Im Oktober 1998 hatte die russische Führung eine Lösung, wie sie jetzt auf dem Tisch liegt, noch abgelehnt. Ihr Nein war von dem Großmachtinteresse geprägt, auf gleicher Stufe wie die NATO an der militärischen Konfliktregelung beteiligt zu sein.

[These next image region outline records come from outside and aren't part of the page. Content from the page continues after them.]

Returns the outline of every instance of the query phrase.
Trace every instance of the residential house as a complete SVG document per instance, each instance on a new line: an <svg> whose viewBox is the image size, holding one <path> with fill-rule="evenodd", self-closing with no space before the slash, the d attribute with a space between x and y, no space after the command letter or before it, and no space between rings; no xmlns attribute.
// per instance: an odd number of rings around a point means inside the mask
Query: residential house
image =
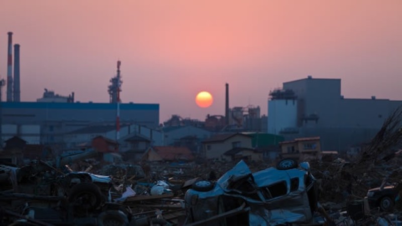
<svg viewBox="0 0 402 226"><path fill-rule="evenodd" d="M14 136L6 141L4 150L0 152L0 162L15 165L23 163L23 150L27 145L25 140Z"/></svg>
<svg viewBox="0 0 402 226"><path fill-rule="evenodd" d="M79 146L97 137L102 136L110 139L116 138L116 126L91 126L81 128L63 136L65 149L79 148Z"/></svg>
<svg viewBox="0 0 402 226"><path fill-rule="evenodd" d="M92 147L97 152L103 153L119 152L118 143L102 136L98 136L92 139Z"/></svg>
<svg viewBox="0 0 402 226"><path fill-rule="evenodd" d="M54 156L52 150L43 145L27 144L24 149L24 159L25 160L41 159L46 160Z"/></svg>
<svg viewBox="0 0 402 226"><path fill-rule="evenodd" d="M129 149L122 153L125 160L140 161L147 149L151 146L151 140L140 135L135 135L124 140Z"/></svg>
<svg viewBox="0 0 402 226"><path fill-rule="evenodd" d="M264 133L243 133L252 138L253 148L263 153L263 158L267 161L275 161L279 157L280 142L284 141L282 136Z"/></svg>
<svg viewBox="0 0 402 226"><path fill-rule="evenodd" d="M235 148L252 149L251 137L241 133L219 134L203 141L203 156L207 159L222 159Z"/></svg>
<svg viewBox="0 0 402 226"><path fill-rule="evenodd" d="M92 139L98 136L116 140L116 128L115 125L91 126L81 128L63 136L65 149L80 148L79 146L90 142ZM135 124L122 125L119 131L120 139L118 142L119 151L125 152L132 149L132 144L126 140L133 136L140 136L145 137L151 141L152 145L162 145L163 135L161 131L151 129L143 126Z"/></svg>
<svg viewBox="0 0 402 226"><path fill-rule="evenodd" d="M241 160L259 162L262 161L262 152L251 148L234 148L224 153L223 159L227 161Z"/></svg>
<svg viewBox="0 0 402 226"><path fill-rule="evenodd" d="M145 161L188 161L194 160L191 151L185 147L155 146L150 147L144 154Z"/></svg>
<svg viewBox="0 0 402 226"><path fill-rule="evenodd" d="M320 137L296 138L292 141L279 143L283 158L292 158L299 161L320 158L321 157L321 145Z"/></svg>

Moskaus Ja im Juni entspringt der Einsicht, daß Rußland nicht mehr "mit im Spiel" ist, wenn es den NATO- Plänen weiter seine Zustimmung versagt.
Mit antiimperialistischen Positionen oder mit der Verteidigung von Völkerrecht hat das nichts zu tun. "Kosovo ist nicht wichtig genug, als daß es wert wäre, daß alle Anstrengungen einer Kooperation mit dem Westen in den letzten zehn Jahren dadurch aufs Spiel gesetzt werden", beschreibt die französische Tageszeitung Le Monde (4.6.) die russischen Motive. Geschwächt durch die Wirtschaftskrise, finanziell vom IWF abhängig und ohne strategische Alternative steht die russische Führung eine Konfrontation mit der NATO nicht durch.

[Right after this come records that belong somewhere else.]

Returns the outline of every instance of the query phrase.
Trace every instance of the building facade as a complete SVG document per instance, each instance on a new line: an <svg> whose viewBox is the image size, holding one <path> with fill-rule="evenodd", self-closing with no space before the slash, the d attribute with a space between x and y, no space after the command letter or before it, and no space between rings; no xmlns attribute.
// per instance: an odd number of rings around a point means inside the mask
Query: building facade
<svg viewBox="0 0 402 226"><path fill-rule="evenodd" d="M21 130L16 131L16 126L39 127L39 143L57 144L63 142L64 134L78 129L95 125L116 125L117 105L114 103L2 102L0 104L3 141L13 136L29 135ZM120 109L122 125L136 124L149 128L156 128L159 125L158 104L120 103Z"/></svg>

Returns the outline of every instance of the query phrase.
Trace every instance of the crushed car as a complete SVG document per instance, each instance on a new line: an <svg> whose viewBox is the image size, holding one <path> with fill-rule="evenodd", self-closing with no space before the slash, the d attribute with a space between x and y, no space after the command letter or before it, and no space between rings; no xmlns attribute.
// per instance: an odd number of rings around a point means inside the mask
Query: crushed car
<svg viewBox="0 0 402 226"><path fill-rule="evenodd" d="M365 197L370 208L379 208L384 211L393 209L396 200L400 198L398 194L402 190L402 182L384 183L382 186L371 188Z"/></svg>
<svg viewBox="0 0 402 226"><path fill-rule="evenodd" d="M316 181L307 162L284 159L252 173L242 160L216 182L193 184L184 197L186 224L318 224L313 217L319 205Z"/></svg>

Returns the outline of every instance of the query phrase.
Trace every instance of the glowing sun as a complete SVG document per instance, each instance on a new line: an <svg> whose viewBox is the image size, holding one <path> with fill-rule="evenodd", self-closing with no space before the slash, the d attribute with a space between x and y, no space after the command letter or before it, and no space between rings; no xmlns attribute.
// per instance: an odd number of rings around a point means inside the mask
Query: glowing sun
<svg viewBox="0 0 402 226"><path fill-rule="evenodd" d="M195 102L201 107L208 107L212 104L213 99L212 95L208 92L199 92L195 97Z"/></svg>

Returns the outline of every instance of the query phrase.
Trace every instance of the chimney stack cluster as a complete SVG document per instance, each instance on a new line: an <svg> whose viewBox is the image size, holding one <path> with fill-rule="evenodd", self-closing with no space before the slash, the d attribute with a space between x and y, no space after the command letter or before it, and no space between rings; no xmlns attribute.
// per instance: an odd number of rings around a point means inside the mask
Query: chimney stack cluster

Aber auch die Belgrader Regierung hat in ihrem Krieg gegen die Kosovaren keine anderen als machtpolitische Interessen verfolgt. Deshalb fällt es ihr nicht schwer, die Pferde zu wechseln, wenn das Kriegsglück sich wendet und sie von ihrem Verbündeten im Stich gelassen wird.
Das Ergebnis von heute hätte man im Oktober schon haben können. Die jugoslawische Kapitulation stellt die barbarische Realität bloß, daß seit über zwei Monaten von allen beteiligten Kriegsparteien ein Machtpoker gespielt wird, dem sie Leben und Überleben der eigenen und fremder Bevölkerungen bedenkenlos opfern. Die Regime in Belgrad und Moskau sind reaktionär; eine Antikriegsbewegung und Anti-NATO-Bewegung hat in ihnen keine Verbündeten gegen die NATO, die zum größten Feind der Völker des Balkan geworden ist.

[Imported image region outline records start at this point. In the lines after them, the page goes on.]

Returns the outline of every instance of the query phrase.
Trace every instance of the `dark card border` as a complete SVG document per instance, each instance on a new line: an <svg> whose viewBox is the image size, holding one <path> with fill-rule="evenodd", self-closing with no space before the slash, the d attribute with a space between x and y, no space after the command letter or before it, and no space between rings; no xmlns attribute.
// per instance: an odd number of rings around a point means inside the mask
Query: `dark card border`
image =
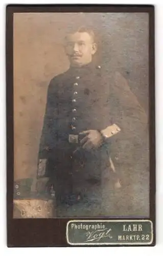
<svg viewBox="0 0 163 256"><path fill-rule="evenodd" d="M9 5L6 6L6 121L7 121L7 246L13 247L71 246L65 236L66 224L71 219L13 218L13 13L15 12L146 12L149 16L149 145L150 218L153 225L155 245L155 122L154 7L147 5ZM119 218L120 220L130 218ZM132 218L131 218L132 219ZM133 219L133 218L132 218ZM85 220L92 219L86 218ZM98 219L105 219L100 218ZM109 220L117 218L111 218ZM105 245L103 245L103 246ZM120 245L107 246L121 246ZM123 246L130 245L125 245ZM141 245L134 245L134 246ZM144 246L149 245L143 245Z"/></svg>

Frieden schafft der G8-Plan nicht. Die Diskussion über die "politische Lösung" für Kosova enthüllt, je konkreter sie wird, umso mehr die Widersprüche, in denen sich die NATO verfängt. Auch ein internationales Protektorat muß sich auf einheimische Sicherheitskräfte stützen. Wenn es die Serben nicht sind, sind es die Albaner. Ein Nebeneinander von serbischen und albanischen Einheiten ist nach dem Geschehenen nicht denkbar. Die Auflage, daß alle serbischen Truppen sich zunächst zurückziehen müssen, bedeutet nur grünes Licht für die UÇK. Westliche Vertreter, so berichtet die Financial Times (4.6.) versicherten UÇK-Führern hinter vorgehaltener Hand, die "Friedenstruppen der NATO würden deren Entwaffnung nicht energisch durchsetzen". Die UÇK aber will die Lostrennung Kosovas. Es ist kaum vorstellbar, wie die NATO dies verhindern will.
Der NATO-Krieg hätte damit das Gegenteil von dem erreicht, was sie die ganze Zeit erklärt. Die Pandorabüchse der Ethnisierung der Konflikte wäre erst recht aufgemacht. In Montenegro sammelt sich derzeit aus den Polizeieinheiten, die loyal zum Ministerpräsidenten und gegen die Regierung in Belgard stehen, eine monarchistische bewaffnete Truppe in den Bergen hinter der Hauptstadt Cetinje. Die Regierung Makedoniens kann sich nur halten, wenn sie die Flüchtlinge möglichst schnell wieder los wird. Die Aussichten dafür sind jedoch denkbar schlecht.
Vielleicht erweist sich die Teilung Kosovas doch noch als einziger Ausweg - und auch dies hätte man ohne Bomben haben können.